В недрах ангелы не живут - страница 22



– Что случилось?

– Твоя неполная ЧД не отпускает.

– Как? – Архимед подавился слюной.

– Она нарушила временной континуум и замедлила нашу распаковку в пространстве. Я говорил, что нельзя шутить с потусторонним миром, он не предсказуем.

– Не мог сразу сказать, штурман хренов. – Архимед откинулся на спинку кресла. – Сколько ждать?

– Вечность.

– Чего?! – Архимеда словно током ударило.

– Зато границу горизонта событий мы можем наблюдать воочию в открывшемся шлюзе звездолета, и главное – изнутри. Видишь, космос стал линзированный? Мы не смогли ничего вынести из твоего маневра, только переместились подальше от планеты и попали в точку Лагранжа, меж Европой и Юпитером.
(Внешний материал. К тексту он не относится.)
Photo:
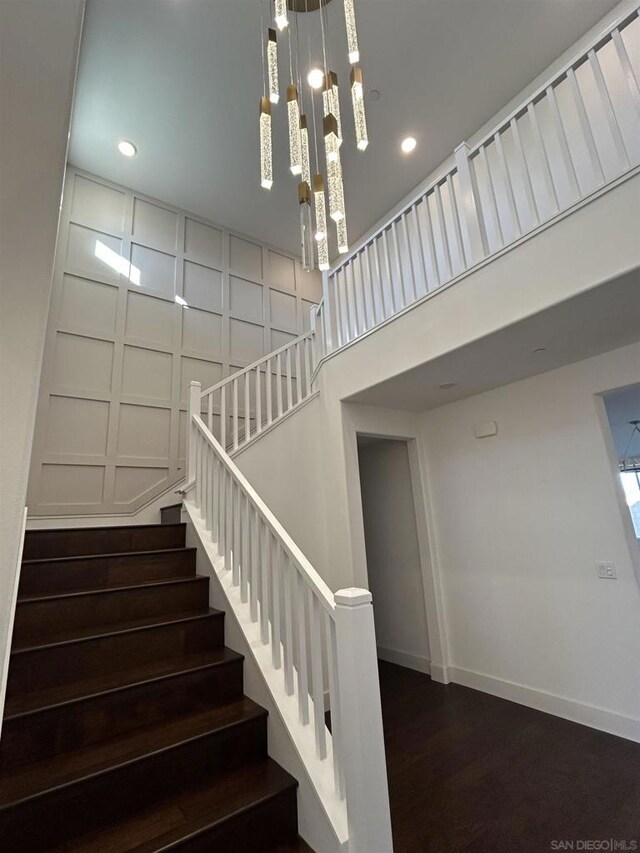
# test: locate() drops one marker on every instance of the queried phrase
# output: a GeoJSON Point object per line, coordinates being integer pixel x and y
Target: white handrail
{"type": "Point", "coordinates": [574, 133]}
{"type": "Point", "coordinates": [321, 645]}
{"type": "Point", "coordinates": [240, 407]}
Да, еще целую твою задницу.

– Пошел ты.

– Сам такой.

Звездолет накрыла тишина ожидания.


Не везет в любви. Может, повезет в смерти?


Завтра лучше бы не наступало. Валерион уплыл на базар, а на меня свалилась неведомая болезнь. Кровь хлынула вместо мочи. Боль живота и вялость тела выбила из рабочего состояния. Чтоб не пугать старика, решил уплыть в пещеру на отдых. Цикл еще только начался, лангусты в пропасть не сбегут, пока фермер не вернется, ничего экстраординарного не произойдет.

Прихватив один не полный мешок, нырнул в глубину. Постоянные спазмы мешали нормальному погружению. В дополнение ко всему на запах крови собрались сотни гистамин-прилипал. Превозмогая боль и слабость, все же мне удалось оторваться от преследователей, но навстречу, будто по сигналу, двигалась туча собратьев.

Гистамины – это прозрачно-розовые черви, голова имеет ротовое отверстие с тремя толстыми губами, челюстей нет, после рта сразу горло. Тело длинною чуть больше ладони, толщиной в три пальца плавно переходит в длинный хвостик-жгутик с мелкими зубчиками, и все это заканчивал хвостовой плавник. Они все время норовят прилипнуть к медузам, присасываясь мощными губами, прорывают кожу и проникают внутрь. В полости живота окукливаются, питаясь плотью носителя, стараясь переродиться и выйти из кокона сияющей огненно-рыжей саламандрой, но в случае с медузой у них что-то не получалось. Они прилипают ко всем, у кого кожа нежная и тонкая. Любимая жертва –раненая. Прилипая к открытой ране, вокруг рта отращивают коготки-крючки, которые надежно закреплялись на теле. Носитель, медленно умирая, носит паразита-куколку. Порой они пробуют проникнуть в анальное отверстие афалии, но, не имея скелета и мощной мускулатуры, их стремление равняется нулю. Случаи все же бывают, но это, скорее, исключение, чем закономерность. Это больше всего относится к богатым, островным афалиям, которые могут заниматься сексом, но они на глубины и не погружаются, если только ради экстрима.

С трудом отбиваясь от прилипал, отрывая их на ходу, дотянул до пещеры. В глазах мутнело, наступала стадия коматоза. Вот передо мной и земля появилась, цветущая, с благоухающей травой, и я вылезаю из речки, облепленный тиной, стряхиваю все на песок. Меня ласкает ветерок. Мотылек, вспорхнув с цветка, присел мне на колени, затем перелетел выше… Судорожная дрожь в теле, как от соприкосновения с Валеркой, заставляет лечь и раскинуть конечности. В ноздри ударяет запах чужого тела. Ноги немеют, стон экстаза вырывается из груди. Вдруг спазм живота возвращает меня из блаженства в состояние нестерпимой боли. Просыпаюсь в пещере, вода кипит преследователями, вокруг на камнях валяются раздавленные сородичи. Едва успеваю ухватиться за кончик хвоста гистамина, хорошо, что он еще не успел его отбросить, и вырываю его из себя, от боли теряя сознание.